Because sway is headless and per-session, there's nothing to set up or keep running — no persistent display, no $DISPLAY/$WAYLAND_DISPLAY. sway also launches an Xwayland server, so X11-only apps run under this backend too.

Because the target app runs inside the headless sway that glass spawns (not the host's compositor), this backend works on any Linux host — including GNOME and KDE desktops, where the host desktop is simply irrelevant.

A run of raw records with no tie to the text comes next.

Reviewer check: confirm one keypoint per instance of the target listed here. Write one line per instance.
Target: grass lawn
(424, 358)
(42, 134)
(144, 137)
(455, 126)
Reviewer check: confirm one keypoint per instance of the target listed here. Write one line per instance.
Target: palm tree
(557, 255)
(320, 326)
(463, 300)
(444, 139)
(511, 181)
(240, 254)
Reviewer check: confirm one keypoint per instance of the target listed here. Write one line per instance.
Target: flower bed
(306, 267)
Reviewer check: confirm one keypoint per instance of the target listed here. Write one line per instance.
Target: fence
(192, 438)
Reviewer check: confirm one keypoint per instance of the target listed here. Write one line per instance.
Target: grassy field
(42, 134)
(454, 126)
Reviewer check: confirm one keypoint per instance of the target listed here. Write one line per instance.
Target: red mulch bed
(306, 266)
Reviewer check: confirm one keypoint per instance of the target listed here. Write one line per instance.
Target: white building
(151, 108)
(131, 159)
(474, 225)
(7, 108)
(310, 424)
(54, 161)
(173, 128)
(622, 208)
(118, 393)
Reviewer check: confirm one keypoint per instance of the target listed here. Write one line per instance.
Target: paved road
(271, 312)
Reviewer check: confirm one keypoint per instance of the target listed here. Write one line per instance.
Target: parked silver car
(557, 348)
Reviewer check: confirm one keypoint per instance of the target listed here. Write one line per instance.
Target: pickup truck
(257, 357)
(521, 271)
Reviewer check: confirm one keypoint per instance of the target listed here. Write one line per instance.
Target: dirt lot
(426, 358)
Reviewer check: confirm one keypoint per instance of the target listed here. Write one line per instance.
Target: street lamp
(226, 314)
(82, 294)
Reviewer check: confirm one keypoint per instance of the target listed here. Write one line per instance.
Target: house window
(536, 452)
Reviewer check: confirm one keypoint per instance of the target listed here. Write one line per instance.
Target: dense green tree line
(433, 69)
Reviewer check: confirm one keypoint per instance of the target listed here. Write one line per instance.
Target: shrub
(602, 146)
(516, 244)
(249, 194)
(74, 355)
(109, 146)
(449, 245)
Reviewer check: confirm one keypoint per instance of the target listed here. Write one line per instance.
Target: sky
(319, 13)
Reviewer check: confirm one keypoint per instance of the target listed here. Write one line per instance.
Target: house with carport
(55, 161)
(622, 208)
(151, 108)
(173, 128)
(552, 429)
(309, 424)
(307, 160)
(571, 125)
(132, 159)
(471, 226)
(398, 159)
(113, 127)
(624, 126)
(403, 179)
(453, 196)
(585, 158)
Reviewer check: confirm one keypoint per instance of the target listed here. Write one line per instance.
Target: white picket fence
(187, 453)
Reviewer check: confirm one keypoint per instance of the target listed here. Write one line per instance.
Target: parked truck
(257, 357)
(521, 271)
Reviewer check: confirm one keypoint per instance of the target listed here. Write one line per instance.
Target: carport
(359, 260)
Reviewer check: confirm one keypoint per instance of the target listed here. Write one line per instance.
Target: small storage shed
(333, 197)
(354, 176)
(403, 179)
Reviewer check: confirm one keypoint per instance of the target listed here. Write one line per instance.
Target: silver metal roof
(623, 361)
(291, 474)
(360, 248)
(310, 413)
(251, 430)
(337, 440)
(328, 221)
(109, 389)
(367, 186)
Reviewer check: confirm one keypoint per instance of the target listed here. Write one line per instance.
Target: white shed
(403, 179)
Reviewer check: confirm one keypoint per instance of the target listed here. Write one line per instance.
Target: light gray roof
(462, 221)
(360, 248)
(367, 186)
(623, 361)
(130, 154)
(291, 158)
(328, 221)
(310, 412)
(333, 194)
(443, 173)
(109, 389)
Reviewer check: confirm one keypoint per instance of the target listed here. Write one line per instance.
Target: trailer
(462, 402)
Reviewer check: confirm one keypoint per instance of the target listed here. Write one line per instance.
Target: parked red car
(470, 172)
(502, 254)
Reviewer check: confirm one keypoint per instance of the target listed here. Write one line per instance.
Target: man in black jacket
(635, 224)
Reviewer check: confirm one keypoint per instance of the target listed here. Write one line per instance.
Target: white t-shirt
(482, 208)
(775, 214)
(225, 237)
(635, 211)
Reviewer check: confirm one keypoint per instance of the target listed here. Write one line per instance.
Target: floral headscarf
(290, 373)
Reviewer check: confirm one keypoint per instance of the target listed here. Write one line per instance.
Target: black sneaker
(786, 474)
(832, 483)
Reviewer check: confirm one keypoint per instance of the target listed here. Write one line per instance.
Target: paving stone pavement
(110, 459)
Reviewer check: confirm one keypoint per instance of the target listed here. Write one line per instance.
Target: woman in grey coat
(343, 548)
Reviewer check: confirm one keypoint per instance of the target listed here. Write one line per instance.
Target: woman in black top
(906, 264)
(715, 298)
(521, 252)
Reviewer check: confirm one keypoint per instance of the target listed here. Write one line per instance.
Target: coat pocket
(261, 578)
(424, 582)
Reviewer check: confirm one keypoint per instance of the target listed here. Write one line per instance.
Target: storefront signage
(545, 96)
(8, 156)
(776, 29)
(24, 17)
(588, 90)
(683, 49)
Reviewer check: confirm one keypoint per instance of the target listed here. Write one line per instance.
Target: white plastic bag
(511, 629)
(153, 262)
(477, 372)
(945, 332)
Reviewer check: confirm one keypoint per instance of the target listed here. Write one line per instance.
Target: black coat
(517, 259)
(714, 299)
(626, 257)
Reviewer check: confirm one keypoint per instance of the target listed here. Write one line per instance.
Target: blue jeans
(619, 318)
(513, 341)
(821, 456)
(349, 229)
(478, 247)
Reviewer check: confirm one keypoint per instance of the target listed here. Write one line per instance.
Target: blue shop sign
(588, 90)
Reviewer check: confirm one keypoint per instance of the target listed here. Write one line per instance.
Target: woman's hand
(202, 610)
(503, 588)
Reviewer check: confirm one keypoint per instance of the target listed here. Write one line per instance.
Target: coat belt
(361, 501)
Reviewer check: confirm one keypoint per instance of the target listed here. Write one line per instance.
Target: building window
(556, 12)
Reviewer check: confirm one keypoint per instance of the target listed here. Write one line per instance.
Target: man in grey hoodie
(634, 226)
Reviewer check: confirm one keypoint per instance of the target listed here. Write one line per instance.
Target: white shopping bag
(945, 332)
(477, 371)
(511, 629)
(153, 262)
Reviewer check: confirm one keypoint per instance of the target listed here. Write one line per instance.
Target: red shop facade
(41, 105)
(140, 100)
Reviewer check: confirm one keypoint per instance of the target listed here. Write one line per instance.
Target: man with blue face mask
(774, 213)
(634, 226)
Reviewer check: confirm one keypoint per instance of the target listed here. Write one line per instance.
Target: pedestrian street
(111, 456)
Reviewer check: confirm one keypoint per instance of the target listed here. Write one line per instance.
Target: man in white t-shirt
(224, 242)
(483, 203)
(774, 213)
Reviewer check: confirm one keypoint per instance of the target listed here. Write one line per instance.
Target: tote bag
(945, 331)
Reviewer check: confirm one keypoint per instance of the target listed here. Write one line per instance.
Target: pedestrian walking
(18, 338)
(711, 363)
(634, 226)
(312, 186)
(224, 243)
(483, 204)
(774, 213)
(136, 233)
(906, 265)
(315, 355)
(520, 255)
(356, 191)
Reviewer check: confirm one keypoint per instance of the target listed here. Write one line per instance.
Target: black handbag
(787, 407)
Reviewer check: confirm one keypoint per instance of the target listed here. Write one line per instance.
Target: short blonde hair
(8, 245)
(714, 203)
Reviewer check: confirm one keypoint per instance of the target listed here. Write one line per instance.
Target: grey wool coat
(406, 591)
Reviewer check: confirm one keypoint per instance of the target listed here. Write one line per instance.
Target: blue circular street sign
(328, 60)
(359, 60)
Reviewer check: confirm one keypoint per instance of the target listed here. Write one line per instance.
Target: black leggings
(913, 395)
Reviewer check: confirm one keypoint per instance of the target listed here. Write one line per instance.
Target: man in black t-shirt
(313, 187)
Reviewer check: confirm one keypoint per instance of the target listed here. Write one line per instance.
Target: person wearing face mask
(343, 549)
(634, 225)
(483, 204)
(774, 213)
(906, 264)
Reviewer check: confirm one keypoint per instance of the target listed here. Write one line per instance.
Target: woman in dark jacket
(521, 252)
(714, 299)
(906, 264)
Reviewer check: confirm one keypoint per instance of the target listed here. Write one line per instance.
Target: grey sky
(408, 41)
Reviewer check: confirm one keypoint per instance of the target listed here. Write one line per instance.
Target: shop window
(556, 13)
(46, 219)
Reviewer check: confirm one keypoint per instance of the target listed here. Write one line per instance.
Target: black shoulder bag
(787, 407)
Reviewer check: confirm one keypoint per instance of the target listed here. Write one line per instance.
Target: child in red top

Driving the user's existing live desktop session — the Wayland analog of X11 GLASS_DISPLAY=:0 — is a separate, deliberate non-goal: it requires the XDG-portal path with an interactive consent dialog, unsuited to unattended use.

Per-frame hot-path micro-benchmarks (criterion) live in crates/*/benches/:

cargo bench -p glass-core -p glass-x11                            # run all (diff, webp encode/decode, xdata_to_rgba)
cargo bench -p glass-core -p glass-x11 -- --save-baseline main    # save a baseline, then compare after a change:
cargo bench -p glass-core -p glass-x11 -- --baseline main

(Only glass-core and glass-x11 carry benchmarks; their libs set bench = false so cargo bench runs the criterion targets rather than the unit-test harness, which would reject criterion's --save-baseline/--baseline flags.)

Profile a hot path as a flamegraph (needs cargo install flamegraph and kernel.perf_event_paranoid <= 1):

./scripts/bench.sh diff "identical/1920x1080"   # writes flamegraph.svg

The Linux feature set is implemented and tested across both Linux backends (X11 and Wayland/wlroots), and the Windows backend (WGC capture, SendInput, UI Automation) is built and CI-tested; macOS is the one OS backend not yet built.

glass is open core, licensed Apache-2.0 — see LICENSE-APACHE.